As the eagerly anticipated Battlestar Galactica prequel Blood & Chrome made its way through the development process, some rumors flew around saying that Syfy "rejected" the series as a pilot and decided instead to run it as a web series. Now producer David Eick wants to set the record straight.
In a conference call with Sci-Fi Bulletin, Eick addressed the reports that the recently released Blood & Chrome wound up online only after Syfy passed on a pilot, and said it's total bunk. According to him, the series was always intended as a web series first, with TV potential second.
"I feel like there's a certain record to set straight, which was a little bit frustrating to me a few months ago when I saw the headlines that the Blood & Chrome project had somehow been rejected or was a failed pilot or wasn't going to make it on the air.
It was never intended to be a traditional pilot, so to speak, such that Syfy not picking it up in a traditional manner to an episodic series was some kind of a rejection or failure. It was always developed, at least from my point of view, as a project for an online environment. Something that we would develop and structurally, narratively build as a ten-part sort of a series, kind of like the Raiders of the Lost Ark-style, the 1930s style movie serials, where you have ten minutes of story and a cliffhanger, followed by ten minutes of story and the cliffhanger. And then after ten of these episodes, it would all resolve itself in a three-act structure as a whole movie.
Eick said the rumors track back to some interest in trying out the web series on Syfy in a longer form (which is scheduled to happen when the series airs as a TV movie and hits DVD early next year), which got some people thinking it had changed from a web series to a full-fledged TV project:
"I think where the confusion in is that for a moment after seeing the script the network said, 'Gee, we don't want to rule out the possibility of just advocating the online venture altogether and throwing this up as a pilot for a traditional series to Syfy.' And there were discussions about that, but for a variety of reasons, I think not the least of which was because there was a genuine feeling that we had really designed something altogether groundbreaking from a visual effects standpoint, [we decided] to stick with the original plan.

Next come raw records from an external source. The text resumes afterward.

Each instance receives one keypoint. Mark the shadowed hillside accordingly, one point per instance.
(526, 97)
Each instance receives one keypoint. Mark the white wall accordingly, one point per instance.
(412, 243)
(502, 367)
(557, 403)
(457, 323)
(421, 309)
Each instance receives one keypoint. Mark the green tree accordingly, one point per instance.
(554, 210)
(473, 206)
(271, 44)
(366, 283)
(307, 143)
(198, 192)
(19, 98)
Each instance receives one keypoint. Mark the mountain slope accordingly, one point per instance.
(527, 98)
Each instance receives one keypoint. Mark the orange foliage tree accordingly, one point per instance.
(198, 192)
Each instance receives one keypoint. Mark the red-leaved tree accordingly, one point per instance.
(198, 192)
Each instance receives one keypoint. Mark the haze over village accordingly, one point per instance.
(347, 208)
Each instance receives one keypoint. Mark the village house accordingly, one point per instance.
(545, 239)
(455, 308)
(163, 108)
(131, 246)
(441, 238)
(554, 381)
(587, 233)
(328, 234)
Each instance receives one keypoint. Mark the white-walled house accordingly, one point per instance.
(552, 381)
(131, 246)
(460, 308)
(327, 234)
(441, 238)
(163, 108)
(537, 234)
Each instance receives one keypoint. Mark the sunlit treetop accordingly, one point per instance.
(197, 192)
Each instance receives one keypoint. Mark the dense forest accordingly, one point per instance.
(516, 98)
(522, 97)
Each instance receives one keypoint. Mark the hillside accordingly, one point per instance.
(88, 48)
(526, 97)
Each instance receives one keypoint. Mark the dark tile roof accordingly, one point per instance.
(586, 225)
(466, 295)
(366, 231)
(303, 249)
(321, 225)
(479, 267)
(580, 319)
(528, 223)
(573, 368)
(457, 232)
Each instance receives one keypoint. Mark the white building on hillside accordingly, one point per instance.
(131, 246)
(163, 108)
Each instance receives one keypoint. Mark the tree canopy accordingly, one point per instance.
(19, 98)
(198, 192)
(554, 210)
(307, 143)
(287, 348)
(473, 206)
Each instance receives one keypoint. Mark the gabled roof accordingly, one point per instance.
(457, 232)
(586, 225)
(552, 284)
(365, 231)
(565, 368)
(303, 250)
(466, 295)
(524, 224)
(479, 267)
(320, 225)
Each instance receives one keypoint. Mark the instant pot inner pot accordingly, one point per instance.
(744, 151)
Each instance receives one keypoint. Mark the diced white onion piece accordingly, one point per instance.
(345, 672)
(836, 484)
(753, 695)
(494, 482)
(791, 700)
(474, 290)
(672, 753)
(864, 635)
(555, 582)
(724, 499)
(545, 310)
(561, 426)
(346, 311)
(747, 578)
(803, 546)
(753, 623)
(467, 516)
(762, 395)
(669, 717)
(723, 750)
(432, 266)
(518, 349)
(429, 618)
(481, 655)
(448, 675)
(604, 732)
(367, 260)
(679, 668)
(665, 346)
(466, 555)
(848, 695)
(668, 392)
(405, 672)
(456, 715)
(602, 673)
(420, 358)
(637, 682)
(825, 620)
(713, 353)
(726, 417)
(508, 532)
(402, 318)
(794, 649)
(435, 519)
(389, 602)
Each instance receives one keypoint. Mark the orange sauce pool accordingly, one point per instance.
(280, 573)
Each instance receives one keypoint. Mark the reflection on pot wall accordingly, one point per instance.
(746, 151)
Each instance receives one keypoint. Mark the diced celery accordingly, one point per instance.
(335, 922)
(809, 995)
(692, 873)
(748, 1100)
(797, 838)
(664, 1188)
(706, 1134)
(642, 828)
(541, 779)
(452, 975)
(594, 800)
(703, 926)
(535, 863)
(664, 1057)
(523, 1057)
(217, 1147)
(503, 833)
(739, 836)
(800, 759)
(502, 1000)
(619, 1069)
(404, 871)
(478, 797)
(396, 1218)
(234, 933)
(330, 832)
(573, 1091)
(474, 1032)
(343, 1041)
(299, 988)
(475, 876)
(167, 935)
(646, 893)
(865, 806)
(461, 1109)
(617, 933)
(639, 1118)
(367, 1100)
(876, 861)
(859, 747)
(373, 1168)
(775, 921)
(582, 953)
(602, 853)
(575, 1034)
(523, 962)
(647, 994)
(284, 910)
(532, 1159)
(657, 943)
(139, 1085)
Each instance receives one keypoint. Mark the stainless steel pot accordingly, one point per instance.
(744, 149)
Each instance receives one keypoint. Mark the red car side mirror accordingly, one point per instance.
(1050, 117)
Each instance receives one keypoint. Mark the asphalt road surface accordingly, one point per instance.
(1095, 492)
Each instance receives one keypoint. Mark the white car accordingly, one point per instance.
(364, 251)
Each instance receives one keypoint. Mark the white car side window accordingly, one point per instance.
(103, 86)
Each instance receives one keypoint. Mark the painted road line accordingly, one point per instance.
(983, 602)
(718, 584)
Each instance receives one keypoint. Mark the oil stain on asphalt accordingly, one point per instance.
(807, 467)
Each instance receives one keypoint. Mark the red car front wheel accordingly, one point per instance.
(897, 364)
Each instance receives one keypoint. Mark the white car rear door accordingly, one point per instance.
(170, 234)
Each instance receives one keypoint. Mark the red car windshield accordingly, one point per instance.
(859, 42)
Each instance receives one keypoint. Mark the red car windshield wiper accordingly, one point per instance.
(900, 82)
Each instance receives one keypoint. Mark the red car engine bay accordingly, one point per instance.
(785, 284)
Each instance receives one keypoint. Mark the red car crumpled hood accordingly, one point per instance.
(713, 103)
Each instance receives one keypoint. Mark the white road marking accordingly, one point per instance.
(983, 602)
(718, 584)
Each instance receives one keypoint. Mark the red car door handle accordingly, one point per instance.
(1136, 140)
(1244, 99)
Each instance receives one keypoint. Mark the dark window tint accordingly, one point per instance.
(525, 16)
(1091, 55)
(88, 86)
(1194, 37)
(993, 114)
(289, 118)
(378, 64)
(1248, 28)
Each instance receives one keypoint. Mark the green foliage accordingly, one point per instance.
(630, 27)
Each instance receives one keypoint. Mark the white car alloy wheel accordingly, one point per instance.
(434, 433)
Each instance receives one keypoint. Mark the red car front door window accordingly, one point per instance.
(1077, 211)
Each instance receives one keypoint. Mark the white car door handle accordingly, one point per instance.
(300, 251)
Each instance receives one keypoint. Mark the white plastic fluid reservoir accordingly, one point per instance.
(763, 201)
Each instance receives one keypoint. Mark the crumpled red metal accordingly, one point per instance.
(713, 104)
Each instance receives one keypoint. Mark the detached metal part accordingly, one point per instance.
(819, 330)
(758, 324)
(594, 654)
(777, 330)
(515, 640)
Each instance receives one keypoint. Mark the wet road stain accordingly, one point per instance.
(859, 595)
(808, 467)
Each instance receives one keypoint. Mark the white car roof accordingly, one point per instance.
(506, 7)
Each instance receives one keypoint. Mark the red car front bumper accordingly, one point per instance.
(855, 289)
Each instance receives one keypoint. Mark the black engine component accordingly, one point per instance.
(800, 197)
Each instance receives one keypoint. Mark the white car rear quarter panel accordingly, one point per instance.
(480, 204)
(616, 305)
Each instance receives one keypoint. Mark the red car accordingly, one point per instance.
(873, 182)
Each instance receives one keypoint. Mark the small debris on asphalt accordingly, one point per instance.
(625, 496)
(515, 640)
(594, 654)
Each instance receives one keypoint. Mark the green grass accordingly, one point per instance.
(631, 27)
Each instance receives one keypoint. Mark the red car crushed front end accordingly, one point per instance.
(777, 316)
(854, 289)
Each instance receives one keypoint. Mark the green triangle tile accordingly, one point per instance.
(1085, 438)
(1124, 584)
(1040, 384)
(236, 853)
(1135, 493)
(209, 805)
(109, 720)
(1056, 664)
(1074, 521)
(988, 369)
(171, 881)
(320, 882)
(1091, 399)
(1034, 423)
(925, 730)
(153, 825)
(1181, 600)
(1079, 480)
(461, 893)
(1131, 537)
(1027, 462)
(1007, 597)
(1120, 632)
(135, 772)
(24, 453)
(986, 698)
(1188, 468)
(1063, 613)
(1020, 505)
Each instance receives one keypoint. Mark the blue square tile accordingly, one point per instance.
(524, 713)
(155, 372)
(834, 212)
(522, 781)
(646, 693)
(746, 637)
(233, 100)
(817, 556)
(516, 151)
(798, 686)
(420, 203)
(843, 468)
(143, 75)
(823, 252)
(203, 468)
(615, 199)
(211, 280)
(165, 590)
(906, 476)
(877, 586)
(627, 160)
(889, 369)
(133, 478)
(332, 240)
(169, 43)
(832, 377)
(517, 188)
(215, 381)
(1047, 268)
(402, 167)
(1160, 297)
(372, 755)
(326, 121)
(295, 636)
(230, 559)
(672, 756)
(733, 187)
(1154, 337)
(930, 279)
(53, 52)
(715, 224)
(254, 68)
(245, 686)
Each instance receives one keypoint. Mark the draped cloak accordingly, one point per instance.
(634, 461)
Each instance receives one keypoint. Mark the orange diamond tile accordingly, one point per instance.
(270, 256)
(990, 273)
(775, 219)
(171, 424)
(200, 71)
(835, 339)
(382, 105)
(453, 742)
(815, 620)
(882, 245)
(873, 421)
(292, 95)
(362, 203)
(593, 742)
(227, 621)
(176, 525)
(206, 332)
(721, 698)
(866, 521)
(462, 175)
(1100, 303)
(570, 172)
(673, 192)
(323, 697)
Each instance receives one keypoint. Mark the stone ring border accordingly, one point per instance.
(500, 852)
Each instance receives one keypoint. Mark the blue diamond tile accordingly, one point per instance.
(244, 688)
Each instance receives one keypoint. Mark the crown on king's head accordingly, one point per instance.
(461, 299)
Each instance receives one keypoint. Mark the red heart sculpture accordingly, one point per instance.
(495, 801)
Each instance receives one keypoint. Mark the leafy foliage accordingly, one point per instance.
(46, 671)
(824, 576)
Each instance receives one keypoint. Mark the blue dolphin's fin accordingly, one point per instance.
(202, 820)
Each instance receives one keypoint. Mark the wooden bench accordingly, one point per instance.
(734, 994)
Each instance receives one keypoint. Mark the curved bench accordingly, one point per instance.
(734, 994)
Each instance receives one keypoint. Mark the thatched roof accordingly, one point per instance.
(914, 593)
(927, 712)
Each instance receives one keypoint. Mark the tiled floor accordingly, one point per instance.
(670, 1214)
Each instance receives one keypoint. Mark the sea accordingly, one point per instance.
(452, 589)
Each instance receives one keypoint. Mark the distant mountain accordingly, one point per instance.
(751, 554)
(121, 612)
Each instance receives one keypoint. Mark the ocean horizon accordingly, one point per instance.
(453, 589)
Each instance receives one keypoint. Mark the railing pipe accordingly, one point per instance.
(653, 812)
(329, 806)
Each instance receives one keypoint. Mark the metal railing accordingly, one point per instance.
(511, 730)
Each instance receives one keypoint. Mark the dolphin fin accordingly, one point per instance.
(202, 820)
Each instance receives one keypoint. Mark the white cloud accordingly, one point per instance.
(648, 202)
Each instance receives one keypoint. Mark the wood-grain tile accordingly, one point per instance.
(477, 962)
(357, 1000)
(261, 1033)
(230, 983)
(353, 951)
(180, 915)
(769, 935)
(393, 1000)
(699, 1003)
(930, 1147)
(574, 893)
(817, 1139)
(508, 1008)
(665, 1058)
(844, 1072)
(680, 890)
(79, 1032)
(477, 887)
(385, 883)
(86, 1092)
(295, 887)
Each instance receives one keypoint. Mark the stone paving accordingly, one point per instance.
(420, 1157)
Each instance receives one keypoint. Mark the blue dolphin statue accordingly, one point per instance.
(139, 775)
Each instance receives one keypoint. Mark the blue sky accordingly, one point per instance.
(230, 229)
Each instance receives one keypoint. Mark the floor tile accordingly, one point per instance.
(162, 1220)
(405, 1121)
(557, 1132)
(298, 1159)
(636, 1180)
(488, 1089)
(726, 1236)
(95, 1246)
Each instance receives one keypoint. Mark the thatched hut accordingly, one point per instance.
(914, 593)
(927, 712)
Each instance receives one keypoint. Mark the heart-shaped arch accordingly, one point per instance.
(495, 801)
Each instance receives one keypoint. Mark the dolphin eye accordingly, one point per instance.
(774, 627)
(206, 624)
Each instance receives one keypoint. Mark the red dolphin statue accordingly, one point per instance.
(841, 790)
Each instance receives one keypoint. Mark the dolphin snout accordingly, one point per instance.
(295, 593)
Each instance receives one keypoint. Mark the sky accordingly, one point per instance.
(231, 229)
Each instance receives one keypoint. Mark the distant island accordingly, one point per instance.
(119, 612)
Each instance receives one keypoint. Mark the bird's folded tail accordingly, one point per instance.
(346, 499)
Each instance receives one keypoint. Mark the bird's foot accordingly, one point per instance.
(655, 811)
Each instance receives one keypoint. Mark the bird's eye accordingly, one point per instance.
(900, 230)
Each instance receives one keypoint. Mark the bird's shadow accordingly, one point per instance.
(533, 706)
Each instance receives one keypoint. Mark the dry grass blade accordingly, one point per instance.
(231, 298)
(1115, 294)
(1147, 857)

Its future may be online, may be on air, maybe DVD in terms of subsequent future episodes or stories--who knows? But it was never any kind of rejection or failure that this didn't wind up as another Syfy pilot. It was always designed to be something much more unique and special than that, and I'm thrilled that it's finally reached its distribution and it's going to be seen by the people it was intended for."
After seeing the first two episodes, Eick's comments make a lot of sense, as the story breaks and visual style seem well suited to the webisode format. It seems to allow for a more personal scale of breaking up one epic mission, as opposed to trying to plant a ton of seeds like a traditional TV pilot.
What do you think? Would you like to see more webisodes, or a full-fledged Blood & Chrome TV series?